Diamond in the Rough
Amy Grant's A Christmas Album
By Doran Meyers
Dec 17, 2004
I love iTunes 4.7 and DSL internet. 2004 is the year I stepped fully into my own digital music revolution. Finally updating to OS X and broadband access and the mobile iPod has caused me to rediscover so much music buried deep in my CD closet. Last month I spent the better part of a day ripping my Christmas music CDs into iTunes, creating an Xmas folder for party shuffle that will play ten times longer than the five-CD carousel shuffle ever could.
It's a tender Tennessee Christmas, the only Christmas for me.

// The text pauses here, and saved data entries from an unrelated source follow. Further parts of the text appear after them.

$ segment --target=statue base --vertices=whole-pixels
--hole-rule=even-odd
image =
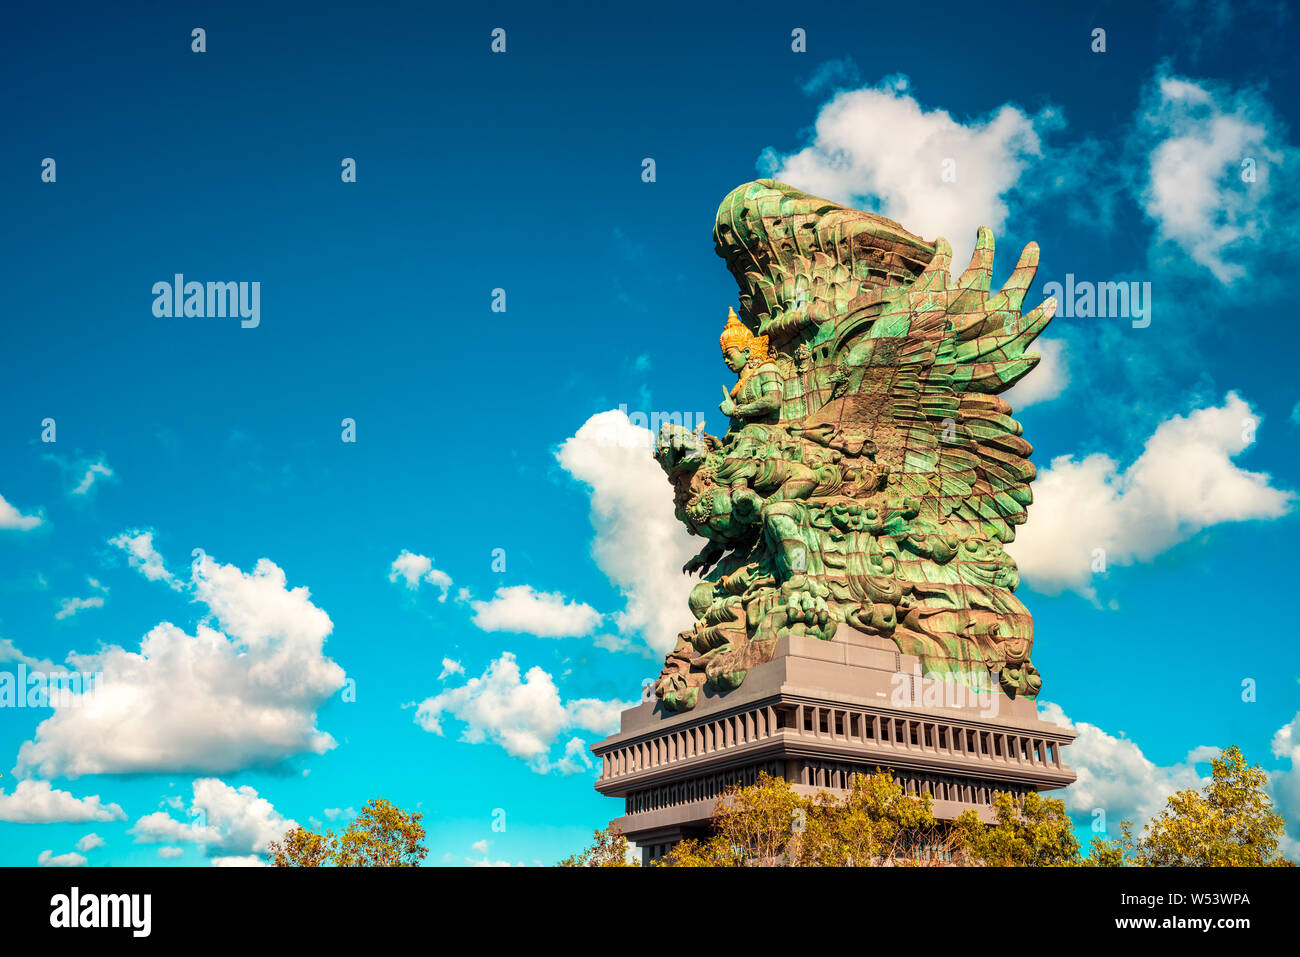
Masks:
[[[592,747],[596,790],[623,798],[611,822],[642,863],[707,835],[718,798],[760,772],[797,791],[847,793],[880,770],[909,794],[928,791],[935,817],[974,810],[993,821],[999,793],[1072,783],[1061,748],[1075,734],[1038,717],[1034,702],[991,687],[926,678],[893,642],[841,625],[833,641],[791,636],[733,691],[701,689],[695,708],[658,700],[624,711],[617,734]]]

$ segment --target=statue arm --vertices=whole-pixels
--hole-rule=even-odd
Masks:
[[[722,560],[722,556],[727,554],[725,545],[719,545],[715,541],[708,541],[700,549],[700,553],[682,566],[682,572],[687,575],[693,575],[699,572],[702,576],[707,575],[714,565]]]
[[[753,402],[744,402],[735,407],[732,415],[742,419],[773,415],[781,411],[781,378],[771,372],[758,375],[759,396]]]

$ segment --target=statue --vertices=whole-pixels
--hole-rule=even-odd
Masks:
[[[702,575],[695,625],[655,685],[665,708],[841,624],[928,674],[1036,695],[1033,619],[1003,548],[1027,517],[1032,450],[998,393],[1038,363],[1025,350],[1056,310],[1021,315],[1038,247],[990,295],[988,229],[954,282],[944,239],[775,180],[733,190],[714,239],[740,286],[719,340],[737,380],[721,438],[656,438],[677,518],[705,539],[683,568]]]

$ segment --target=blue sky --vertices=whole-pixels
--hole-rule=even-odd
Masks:
[[[1140,819],[1239,744],[1300,838],[1294,18],[975,12],[16,11],[0,671],[118,693],[0,708],[0,863],[251,862],[377,795],[430,863],[550,863],[616,816],[582,755],[689,544],[619,410],[723,428],[710,231],[760,175],[958,257],[990,225],[995,281],[1036,240],[1035,302],[1149,290],[1058,316],[1010,397],[1069,807]],[[176,273],[260,283],[257,327],[155,316]]]

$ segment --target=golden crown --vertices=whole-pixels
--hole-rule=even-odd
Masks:
[[[728,349],[739,349],[741,352],[749,350],[750,362],[761,362],[767,358],[767,336],[756,336],[750,332],[731,307],[727,308],[727,324],[722,327],[718,344],[722,346],[723,355],[726,355]]]

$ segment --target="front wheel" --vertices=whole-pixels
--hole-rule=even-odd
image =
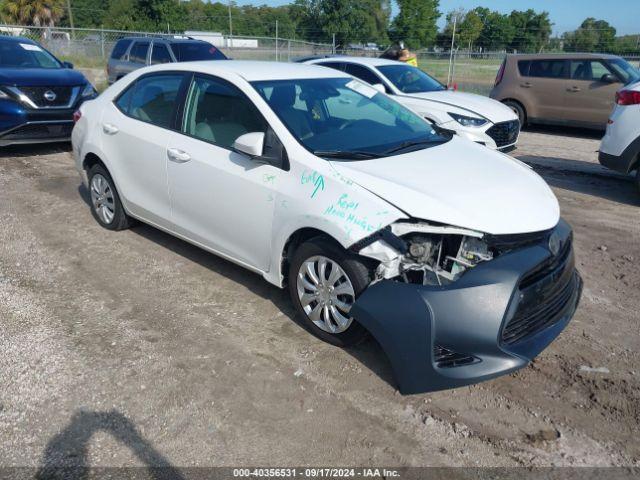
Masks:
[[[636,170],[636,189],[640,193],[640,164],[638,164],[638,169]]]
[[[518,116],[520,128],[524,128],[527,124],[527,112],[525,112],[524,107],[513,100],[505,100],[504,104]]]
[[[290,263],[289,293],[299,317],[311,333],[339,347],[367,335],[350,310],[370,282],[358,257],[324,238],[300,245]]]

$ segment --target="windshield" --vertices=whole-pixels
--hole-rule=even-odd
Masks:
[[[402,93],[439,92],[446,90],[435,78],[411,65],[383,65],[377,67]]]
[[[206,42],[184,42],[171,45],[179,62],[197,62],[199,60],[226,60],[224,53]]]
[[[611,68],[622,78],[625,84],[640,81],[640,71],[626,60],[615,58],[609,60],[609,65],[611,65]]]
[[[352,78],[253,82],[280,120],[321,157],[358,160],[425,148],[451,137]]]
[[[38,45],[0,39],[0,67],[62,68],[62,64]]]

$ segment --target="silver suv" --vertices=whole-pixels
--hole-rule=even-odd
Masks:
[[[128,37],[113,47],[107,74],[109,85],[138,68],[159,63],[226,60],[218,48],[192,38]]]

A day spent brushing up on Elvis, Bing, the Chipmunks, the Beach Boys — hell who hasn't recorded a Christmas album? But each year, without fail, my most cherished Christmas album is a 1983 release, simply titled A Christmas Album by Amy Grant. From my cassette copy in 1985 to the CD purchase in 1994 to right here on my computer hard drive 2004, this album has aged with me.
I believe that angels sang, and hope had begun; when the god of glory who is full of mercy sent his sun. Love has come for the world to know as the wisemen knew such a long time ago.

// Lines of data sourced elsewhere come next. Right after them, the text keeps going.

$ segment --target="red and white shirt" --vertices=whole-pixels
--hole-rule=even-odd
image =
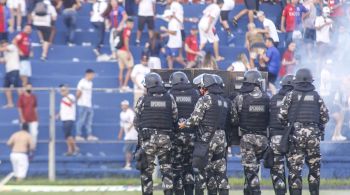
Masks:
[[[123,44],[123,47],[120,48],[120,50],[127,51],[126,47],[125,47],[125,41],[126,41],[126,39],[129,39],[128,41],[130,41],[130,36],[131,36],[131,29],[128,28],[128,27],[124,28],[124,30],[123,30],[123,41],[124,41],[124,44]]]
[[[21,58],[29,58],[31,40],[27,33],[21,32],[15,37]]]
[[[60,119],[61,121],[75,121],[75,97],[73,94],[68,94],[63,97],[60,104]]]
[[[197,36],[190,35],[186,38],[185,44],[193,51],[199,51]],[[196,60],[196,54],[186,53],[187,61],[193,62]]]

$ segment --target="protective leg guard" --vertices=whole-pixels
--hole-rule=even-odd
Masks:
[[[301,195],[300,189],[289,189],[290,195]]]
[[[220,189],[219,195],[228,195],[229,190],[228,189]]]
[[[310,190],[310,195],[319,195],[320,190],[319,190],[319,183],[310,183],[309,184],[309,190]]]
[[[194,185],[186,184],[184,185],[185,195],[193,195]]]
[[[183,189],[181,189],[181,190],[175,190],[175,191],[174,191],[174,194],[175,194],[175,195],[184,195],[184,190],[183,190]]]
[[[244,195],[250,195],[250,192],[249,192],[249,190],[244,189],[243,194],[244,194]]]
[[[195,189],[195,195],[204,195],[204,190],[203,189]]]
[[[144,192],[142,195],[153,195],[153,192],[151,193]]]
[[[173,195],[173,190],[164,190],[164,195]]]
[[[208,195],[217,195],[217,189],[208,189]]]

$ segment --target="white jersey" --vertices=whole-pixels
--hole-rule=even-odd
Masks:
[[[209,27],[208,25],[209,25],[210,18],[213,18],[213,21],[210,24],[211,26]],[[203,10],[203,16],[199,21],[199,27],[203,30],[208,29],[208,27],[211,29],[215,29],[215,25],[219,20],[219,18],[220,18],[220,7],[216,3],[212,3]]]

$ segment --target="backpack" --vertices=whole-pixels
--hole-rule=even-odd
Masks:
[[[124,46],[123,32],[124,31],[114,31],[113,47],[116,49],[120,49]]]
[[[48,14],[48,5],[43,1],[36,3],[34,13],[37,16],[46,16]]]

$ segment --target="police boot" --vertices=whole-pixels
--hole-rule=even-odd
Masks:
[[[217,189],[208,189],[208,195],[217,195]]]
[[[229,190],[228,189],[220,189],[219,195],[228,195]]]
[[[177,190],[174,191],[174,194],[175,195],[184,195],[184,190],[183,189],[181,189],[181,190],[177,189]]]
[[[290,192],[290,195],[301,195],[300,189],[290,189],[289,192]]]
[[[193,188],[194,186],[191,184],[184,185],[185,195],[193,195]]]
[[[144,192],[142,195],[153,195],[153,192],[150,192],[150,193]]]
[[[249,192],[248,189],[244,189],[243,194],[244,194],[244,195],[250,195],[250,192]]]
[[[276,195],[285,195],[286,192],[285,192],[285,190],[279,189],[279,190],[275,190],[275,194],[276,194]]]
[[[310,191],[310,195],[319,195],[320,192],[318,190],[312,190]]]
[[[251,195],[261,195],[261,191],[260,190],[252,190]]]
[[[164,190],[164,195],[173,195],[173,190]]]
[[[204,190],[203,189],[195,189],[195,195],[204,195]]]

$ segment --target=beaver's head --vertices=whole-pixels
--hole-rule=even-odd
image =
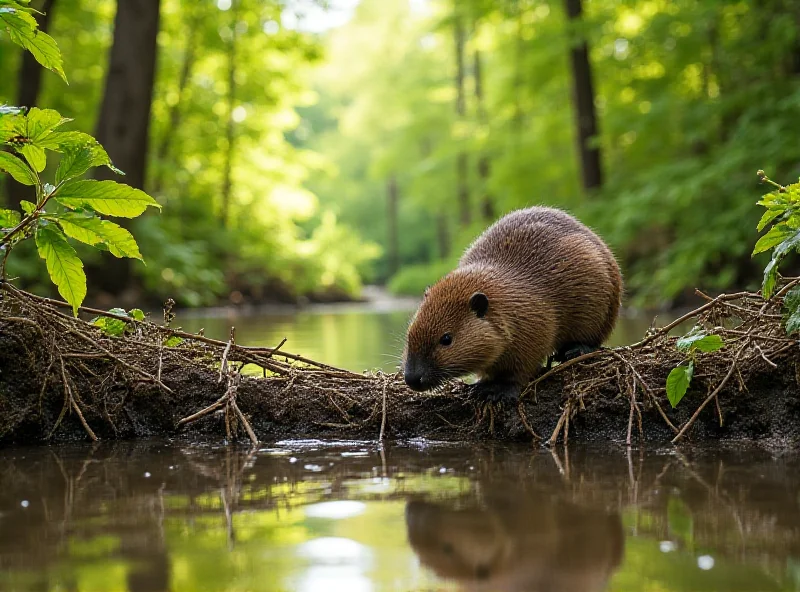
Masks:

A quick glance at any record shop and you can see she's not the only one who's recorded more than one Christmas album. But this was her first. Amy was just entering the pop world in the early 80s after breakout success in (and widely acknowledged for spawning) the Christian Contemporary rage. This album was bookended by her breakthrough Age to Age album and the huge debut pop success duet with Peter Cetera.
How silently, how silently, the wondrous gift is given. So god imparts to human hearts the blessings of his heaven.
What's so amazing about this lost little gem of a Christmas album is its sequencing. Too many records are so badly sequenced, I find myself starting with track four, jumping to eight, then finally to the first track and so forth. I re-sequence almost every album I own (even the Beatles, baby.) But Amy and her long time producer and friend Brown Bannister have gotten this one perfect. Even standing the test of years and years of repeats. Nothing attests to this more than driving from Chicago to Philadelphia each winter break with Amy's cassette on repeat in the dashboard deck.
Time never changes the memory the moment his love first shone through me. My precious savior is more than an heirloom to me.
Track three's instrumental ditty leading into Michael W. Smith's new composition of "Emmanuel" is the perfect follow-up to the opening auto-biographical, original-and-now-classic "Tennessee Christmas" which feeds into a new arrangement of the carol classic "Hark! The Herald Angels Sing." A perfect blend of classic Christmas carols, religious songs & original holiday compositions, the album's tracking is so perfectly placed, complimenting beautifully simple production layered with the most perfect earth mother voice.
A perfect ending to a perfect day, we'll be singing the songs we love to sing without a single stop.